Performance

TOON is designed for token efficiency, but performance considerations extend beyond token count. This guide covers latency, throughput, memory usage, and optimization strategies for production use.

Performance Characteristics

Token Efficiency vs. Processing Speed

TOON reduces token count significantly (35-60% vs JSON for uniform arrays), but encoding/decoding has computational overhead:

Encoding: Analyzing array uniformity and building tabular structures
Decoding: Parsing headers, validating lengths, and reconstructing objects

For latency-critical applications, measure end-to-end response time on your exact setup. Some deployments (especially local/quantized models) may process compact JSON faster despite higher token count.

Performance Trade-offs

The optimal format depends on your bottleneck:

Bottleneck	Best Format	Reason
API costs	TOON	Minimizes tokens ($$)
Context limits	TOON	Fits more data in window
Network transfer	JSON compact	Smaller bytes over wire
Parsing speed	JSON	Simpler structure
Local inference	Benchmark both	Token/sec varies by model

For cloud LLM APIs (OpenAI, Anthropic, etc.), TOON almost always wins due to token-based pricing. For local models, test both formats with your specific model.

Memory Usage

Encoding

TOON encoding builds the full output string in memory:

import { encode } from '@toon-format/toon'

// ⚠️ Loads entire output into memory
const toonString = encode(largeData)

For large datasets, use streaming encoding:

import { encodeLines } from '@toon-format/toon'

// ✅ Memory-efficient: yields lines one at a time
for (const line of encodeLines(largeData)) {
  process.stdout.write(`${line}\n`)
  // or: await writeToFile(line)
}

Decoding

TOON decoding builds the full object tree in memory:

import { decode } from '@toon-format/toon'

// ⚠️ Loads entire object tree into memory
const data = decode(toonString)

For large datasets, use streaming decoding:

import { decodeStream } from '@toon-format/toon'

// ✅ Memory-efficient: processes events one at a time
for await (const event of decodeStream(lines)) {
  if (event.type === 'primitive') {
    console.log(event.value)
  }
  // Custom processing without building full tree
}

Streaming Decode Event Types

The decodeStream API yields structured JSON events:

{ type: 'startObject' } - Object begins
{ type: 'endObject' } - Object ends
{ type: 'startArray', length: number } - Array begins (length from [N])
{ type: 'endArray' } - Array ends
{ type: 'key', key: string, wasQuoted?: boolean } - Object key
{ type: 'primitive', value: JsonPrimitive } - Primitive value

See the API Reference for details.

Optimization Strategies

1. Use Tab Delimiters for Maximum Efficiency

Comma is the default delimiter, but tab is more token-efficient:

import { encode, DELIMITERS } from '@toon-format/toon'

const data = { users: [{ id: 1, name: 'Alice' }, { id: 2, name: 'Bob' }] }

// Comma delimiter (default)
const commaEncoded = encode(data)
// users[2]{id,name}:
//   1,Alice
//   2,Bob

// Tab delimiter (more efficient)
const tabEncoded = encode(data, { delimiter: DELIMITERS.tab })
// users[2]{id\tname}:
//   1\tAlice
//   2\tBob

Tab saves ~5-10% tokens on tabular arrays. Use it for production LLM inputs where you control encoding and don’t need human readability.

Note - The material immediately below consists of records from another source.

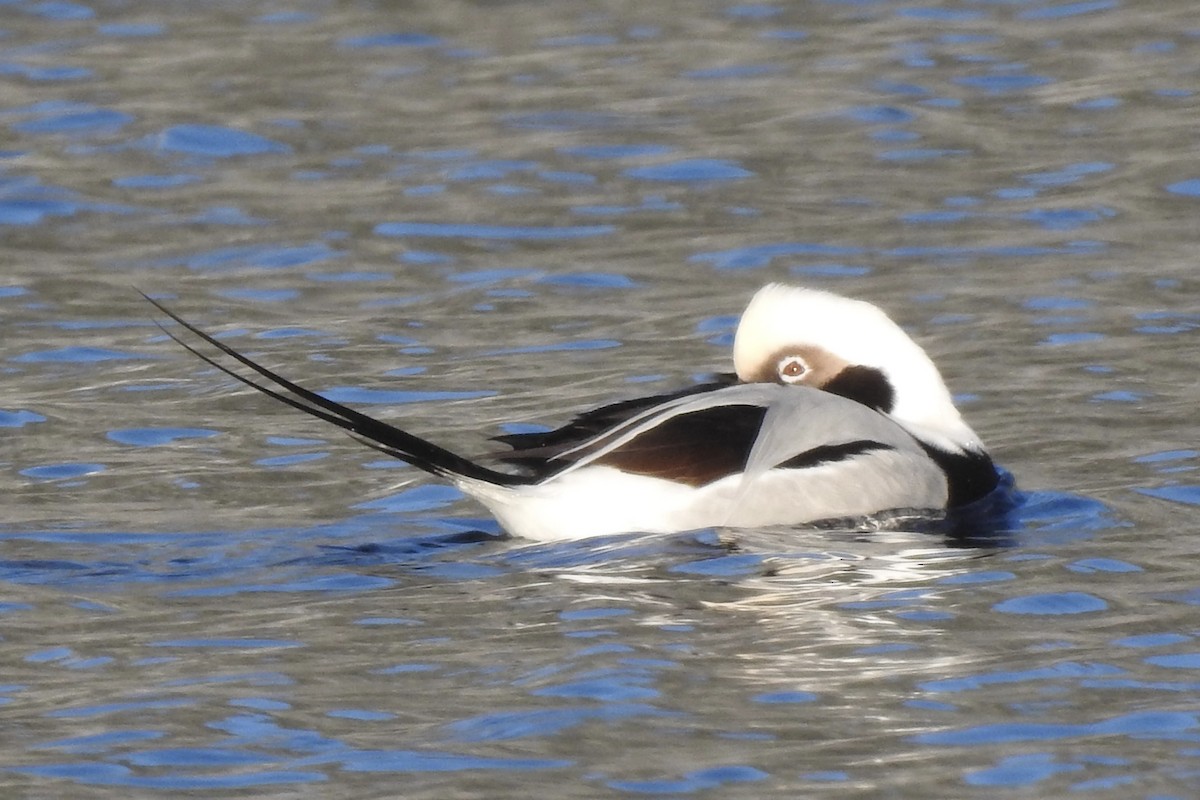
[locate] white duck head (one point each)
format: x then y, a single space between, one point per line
790 335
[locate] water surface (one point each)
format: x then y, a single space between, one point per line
474 217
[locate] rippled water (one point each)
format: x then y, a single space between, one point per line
478 216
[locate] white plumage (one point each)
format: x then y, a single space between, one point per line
835 413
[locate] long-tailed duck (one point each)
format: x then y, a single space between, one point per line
833 411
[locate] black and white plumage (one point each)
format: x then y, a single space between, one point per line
833 411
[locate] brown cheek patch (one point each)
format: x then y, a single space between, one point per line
695 449
865 385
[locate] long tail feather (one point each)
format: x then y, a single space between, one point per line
381 435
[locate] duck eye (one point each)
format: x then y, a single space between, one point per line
792 370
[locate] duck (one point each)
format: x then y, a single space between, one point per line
832 411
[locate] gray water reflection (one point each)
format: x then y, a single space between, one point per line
481 216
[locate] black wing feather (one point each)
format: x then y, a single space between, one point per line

2. Enable Key Folding for Nested Objects

Key folding collapses single-key wrapper chains into dotted paths:

import { encode } from '@toon-format/toon'

const data = {
  api: {
    config: {
      timeout: 5000
    }
  }
}

// Without key folding (default)
encode(data)
// api:
//   config:
//     timeout: 5000

// With key folding
encode(data, { keyFolding: 'safe' })
// api.config.timeout: 5000

Savings: ~30-40% tokens on deeply nested configuration objects.

keyFolding: 'safe' only folds when all segments are valid identifiers. Set expandPaths: 'safe' when decoding to reconstruct the original structure.

3. Use Streaming for Large Datasets

Streaming encoding/decoding prevents memory spikes:

import { encodeLines, decodeStream } from '@toon-format/toon'

// Streaming encode (thousands of records)
const largeData = await fetchThousandsOfRecords()
for (const line of encodeLines(largeData)) {
  await writeToLLMStream(line)
}

// Streaming decode (large LLM responses)
const lines = splitLLMResponseToLines(response)
for await (const event of decodeStream(lines)) {
  // Process events without building full tree
  if (event.type === 'primitive') {
    await processValue(event.value)
  }
}

4. Control Indentation for Compact Output

TOON defaults to 2-space indentation. Use 0 spaces for maximum compactness:

import { encode } from '@toon-format/toon'

const data = {
  users: [
    { id: 1, name: 'Alice' },
    { id: 2, name: 'Bob' }
  ]
}

// Default (2 spaces)
encode(data)
// users[2]{id,name}:
//   1,Alice
//   2,Bob

// Compact (0 spaces)
encode(data, { indent: 0 })
// users[2]{id,name}:
// 1,Alice
// 2,Bob

Savings: ~3-5% tokens on deeply nested structures.

Zero indentation reduces readability. Use it only when token count is critical and human inspection isn’t needed.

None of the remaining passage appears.